EDIT 3 - how to efficiently use the 8-bit only version for 10 bits
oa = clmul(a,a); bc = interleave(b,c);
// we compute the bottom 6/8 bits here
X = interleave(oa, bc) & 127; // ...........................0ABC0abc
X = X + (x & 7); // ...........................0ABCabc0
// and the TOP 24/32 bits here, as in the original implementation
x = interleave(oa >> 4, bc >> 4); // 0abc0abc 0abc0abc 0abc0abc 0abc0abc
x += x & 0x0F0F0F0F; // 0abcabc0 0abcabc0 0abcabc0 0abcacb0
x += (x & 0x00FF00FF) * 3; // 0abcabca'bcabc000 0abcabca'bcabc000
x += (x & 0x0000FFFF) * 15; // 0abcabcabcabc'abcabcabcabc'0000000
return (x | X) >> 1;
X or about 7 easy arithmetic operationsEDIT
One can also do a hybrid version clmul and the given concept to spread bits with easier magic constants and easier multipliers
uint32_t deposit_every_third_clmul_shifted(uint32_t x) {
// just spread every bit once
// - then we list the result after each stage
// and by how many bits each bit needs to be shifted left
auto x = clmul(x,x); // 0a0b0c0d0e0f0g0h0i0j
// 9 8 7 6 5 4 3 2 1 0
x = x + 15 * (x & 0xfff00); // 0a0b0c0d0e0f00000g0h0i0j
// 5 4 3 2 1 0 3 2 1 0
x = x + 15 * (x & 0xf0000); // 0a0b00000c0d0e0f00000g0h0i0j
// 1 0 3 2 1 0 3 2 1 0
x = x + 2 * (x & 0xf00f0); // 0a0b000c0d000e0f000g0h000i0j
// 1 0 1 0 1 0 1 0 1 0
x = x + (x & 0x4104104);
return x;
}
EDIT2 or 3
And yes, there definitely is a method to leverage clmul further.

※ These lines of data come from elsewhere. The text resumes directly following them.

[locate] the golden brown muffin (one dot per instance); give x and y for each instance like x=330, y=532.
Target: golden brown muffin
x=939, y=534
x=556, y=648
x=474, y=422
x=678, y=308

0 a 0 b 0 c 0 d 0 e 0 f 0 g 0 h 0 i 0 j clmul 0111
0 a 0 b 0 c 0 d 0 e 0 f 0 g 0 h 0 i 0 j
0 a 0 b 0 c 0 d 0 e 0 f 0 g 0 h 0 i 0 j
- a - b - c---d-c---d---e---f---g---h---i-h-j-i---j <- what we have
a - - b - - c - - d - - e - - f - - g - - h - - i - - j <- what we want
3 2 1 0 2 1 0 2 1 0 <- left shift
Thus we need to
0 a 0 b 0 c 0 d 0 e 0 f 0 g 0 h 0 i 0 j
0 a 0 b 0 c 0 d 0 e 0 f 0 g 0 h 0 i 0 j
0 a 0 b 0 c 0 d 0 e 0 f 0 g 0 h 0 i 0 j
- A - B - c---------D---E---f---g---------H---i---j shift by 2
A b C D e F g h I j shift by 1
a - - b - - c - - d - - e - - f - - g - - h - - i - - j
X = clmul(clmul(X,X), 0b1001001) & mask_0; // 0b1010100001010101000010101
X += 3 * (X & mask_2); // 0b001010000001010000000010000
X += 1 * (X & mask_1); // 0b100000100100000100000000100
----
There's one more method, which I've typically used for transposing matrices with dimensions of powers of two, i.e. repeated interleaving of left side and right side -- however this seems to work quite nicely with other shapes as well.
%octave
a=[0:29 -1 -1];for p = 1:5; a=a=[a(1:16);a(16:31)](:)';end, a
0 10 20 1 11 21 2 12 22 3 13 23 4 14 24 5 15 25 6 16 26 7 17 27 8 18 28 9 19 29 10 20
With the two last bits being garbage, therefore
uint32_t interleave_repeated(uint32_t a, uint32_t b, uint32_t c) {
a = a | (b << 10) | (c << 20);
for (int i = 0; i < 5; i++) {
b = a >> 15;
a = clmul(a, a);
b = clmul(b, b);
a ^= b+b;
}
return (a << 2) >> 2; // the last two bits needs to be removed
}
which finally satisfies the requirements of utilising basically just clmul.